We all know that the pet industry is booming. There are more pets in homes than ever before!

And that means people need more pet products such as foods and toys. According to Morgan Stanley financial services company, the pet industry is expected to grow to an estimated $275 billion by 2030!

This growth also means that having more pets bring on more pet illnesses for owners to be concerned about. And visits to the veterinary clinic can be quite costly and time consuming. What if pet owners could get a diagnosis for their furry friends at home? It has the potential of diagnosing pet illnesses earlier, and at a lower cost.
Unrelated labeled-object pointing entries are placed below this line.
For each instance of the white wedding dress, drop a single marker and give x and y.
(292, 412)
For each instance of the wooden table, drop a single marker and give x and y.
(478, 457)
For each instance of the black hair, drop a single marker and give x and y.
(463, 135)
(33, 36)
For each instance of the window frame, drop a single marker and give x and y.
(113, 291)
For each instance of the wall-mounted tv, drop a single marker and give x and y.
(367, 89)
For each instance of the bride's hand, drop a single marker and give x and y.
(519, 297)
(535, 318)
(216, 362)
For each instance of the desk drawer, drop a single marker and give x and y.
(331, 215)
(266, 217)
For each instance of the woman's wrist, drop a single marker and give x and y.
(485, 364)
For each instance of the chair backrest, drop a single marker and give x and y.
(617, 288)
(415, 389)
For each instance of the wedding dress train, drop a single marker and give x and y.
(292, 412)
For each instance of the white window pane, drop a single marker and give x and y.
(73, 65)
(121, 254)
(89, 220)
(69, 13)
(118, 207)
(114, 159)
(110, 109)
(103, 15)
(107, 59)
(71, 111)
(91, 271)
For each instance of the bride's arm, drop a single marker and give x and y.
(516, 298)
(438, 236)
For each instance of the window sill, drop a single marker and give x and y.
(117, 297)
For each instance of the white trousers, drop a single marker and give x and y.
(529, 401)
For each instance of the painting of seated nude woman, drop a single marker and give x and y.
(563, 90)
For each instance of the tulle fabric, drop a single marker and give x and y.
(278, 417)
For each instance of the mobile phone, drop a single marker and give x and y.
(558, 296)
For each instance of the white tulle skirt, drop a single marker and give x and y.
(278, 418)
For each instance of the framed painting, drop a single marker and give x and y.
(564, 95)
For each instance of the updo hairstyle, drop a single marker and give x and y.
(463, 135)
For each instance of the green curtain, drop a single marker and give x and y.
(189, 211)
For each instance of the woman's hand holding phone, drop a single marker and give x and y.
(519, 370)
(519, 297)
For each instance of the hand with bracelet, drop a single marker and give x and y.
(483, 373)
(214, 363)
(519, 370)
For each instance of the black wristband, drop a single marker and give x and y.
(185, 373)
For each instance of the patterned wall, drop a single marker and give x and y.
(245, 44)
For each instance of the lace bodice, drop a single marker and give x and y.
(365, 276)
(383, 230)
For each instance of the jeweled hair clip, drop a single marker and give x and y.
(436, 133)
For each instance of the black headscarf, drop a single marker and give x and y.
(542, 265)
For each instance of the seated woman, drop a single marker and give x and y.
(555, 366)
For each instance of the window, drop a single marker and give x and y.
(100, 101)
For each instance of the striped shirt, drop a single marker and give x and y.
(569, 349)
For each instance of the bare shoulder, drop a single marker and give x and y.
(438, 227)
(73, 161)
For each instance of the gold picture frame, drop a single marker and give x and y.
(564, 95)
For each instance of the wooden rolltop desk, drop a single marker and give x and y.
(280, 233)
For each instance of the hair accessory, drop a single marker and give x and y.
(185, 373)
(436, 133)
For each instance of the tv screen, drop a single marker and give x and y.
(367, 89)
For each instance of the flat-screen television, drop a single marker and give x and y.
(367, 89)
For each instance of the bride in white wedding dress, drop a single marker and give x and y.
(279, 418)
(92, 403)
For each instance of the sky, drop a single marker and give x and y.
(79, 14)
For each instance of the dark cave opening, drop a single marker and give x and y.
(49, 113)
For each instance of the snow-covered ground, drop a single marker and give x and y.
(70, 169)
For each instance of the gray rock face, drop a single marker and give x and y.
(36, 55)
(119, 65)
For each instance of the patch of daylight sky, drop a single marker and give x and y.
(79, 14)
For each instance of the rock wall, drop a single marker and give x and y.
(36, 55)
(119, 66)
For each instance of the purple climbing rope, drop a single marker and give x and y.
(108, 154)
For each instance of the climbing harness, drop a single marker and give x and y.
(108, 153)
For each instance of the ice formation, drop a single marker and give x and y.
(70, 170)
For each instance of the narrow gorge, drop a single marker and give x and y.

That’s the premise behind a Minneapolis-based company named ‘My Simple Pet Lab’. The company makes in-home pet diagnostic tests for dogs and cats including stool tests, ear infection tests, and more. The tests were designed by veterinarians and can be used by either vets, groomers, or pet parents. Tests can be done at home, sent to the lab,  and results are emailed to you within days. It gives a test result easy to understand and share with your vet automatically online.

Distribution is a key goal for the company and tests are being added to Target stores in addition to Walmart and Amazon, plus through various vet clinics, boarders, and groomers.

A healthy pet means a happy home.

Group Activities and Discussion Questions:  

  1. Discuss how to build and use a SWOT analysis grid: strengths, weaknesses, opportunities, and threats (internal and external factors).
  2. For MySimplePet products, break students into teams and have each team build a SWOT analysis grid.
    1. Strengths: what is company good at?
    1. Weaknesses: what needs work?
    1. Opportunities: what is going on in marketplace?
    1. Threats: what should company be wary of?
  3. Based on the analysis, what are the issues and risks that might occur?
  4. Debrief by building SWOT analysis grid on the white board.